Progressive decline in shoulder function with aging results from a multifactorial interplay of degenerative alterations in the rotator cuff tendons, age-related muscular atrophy and fatty infiltration, decreased shoulder mobility, and the onset of glenohumeral osteoarthritis.
Age-associated degenerative changes within the rotator cuff—including tendinopathy as well as partial- and full-thickness tears—are strongly linked to advancing age and are frequently observed even in asymptomatic individuals, representing a physiological component of the aging process rather than purely pathological findings.44,45 These alterations are accompanied by a reduction in abduction strength and shoulder range of motion, particularly internal rotation, as demonstrated in large normative cohorts of healthy adults.46 Concurrent muscle atrophy and fatty degeneration, predominantly affecting the supraspinatus and subscapularis, further diminish shoulder stability and functional capacity, and can occur even in the absence of evident tendon disruption.47,48
Biomechanical investigations have consistently shown that older adults exhibit markedly reduced shoulder strength, leading to a greater relative muscular demand during activities of daily living and contributing to functional decline and pain.49
Overall, age- and sex-adjusted analyses confirm that both groups exhibited comparable shoulder motion patterns. Minor directional trends (slightly greater flexion and rotation in the postoperative group, and somewhat higher abduction and motion arc in the long-term group) did not reach statistical significance and correspond to small effect sizes. These findings suggest that long-term functional shoulder motion remains well preserved following surgery, without clinically relevant decline over time.
Limitations and Future Directions
This study has several limitations that should be acknowledged. The relatively small sample size may have limited the statistical power to detect subtle yet clinically meaningful differences between groups. Therefore, some of the observed trends should not necessarily be interpreted as a lack of difference, but rather as an indication of potential underpowering due to limited cohort size.
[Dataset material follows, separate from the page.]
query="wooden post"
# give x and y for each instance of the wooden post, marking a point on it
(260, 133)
Moreover, the retrospective nature of the study and the absence of a control group with the contralateral or a healthy shoulder restrict the generalizability of the findings and potentially leading to a selection bias. Moreover, as the postoperative cohort represents an early follow-up stage, a further improvement in range of motion and functional adaptation over time can be expected. Additionally, some of the recorded difference may be attributed to a different prosthesis design.
Future studies should therefore aim to include larger, prospectively designed cohorts and longer-term multiple timepoint follow-up (6 months, 2 years, 5 years) to confirm these findings and further elucidate compensatory movement strategies over time. Comparative analyses with propensity-matched control groups and correlation with patient-reported outcome measures could also help to establish the clinical relevance of the subtle kinematic changes observed in this study. Adding the evaluation of the non-affected side, the natural deterioration of shoulder function can be used for comparison. Finally, integrating electromyographic or kinetic data may provide a more comprehensive understanding of neuromuscular adaptations after reverse shoulder arthroplasty.
Conclusion
This study represents one of the few long-term (10 years follow-up) investigations to objectively quantify functional outcomes of reverse shoulder arthroplasty using 3D motion analysis. Our findings demonstrate that the range of motion achieved early after surgery differs only slightly from that observed a decade later and does not limit the performance of daily activities.
These results provide robust evidence for the functional durability of modular RSA in cuff tear arthropathy and offer valuable benchmarks for patient counseling, prosthesis design optimization, and targeted rehabilitation strategies.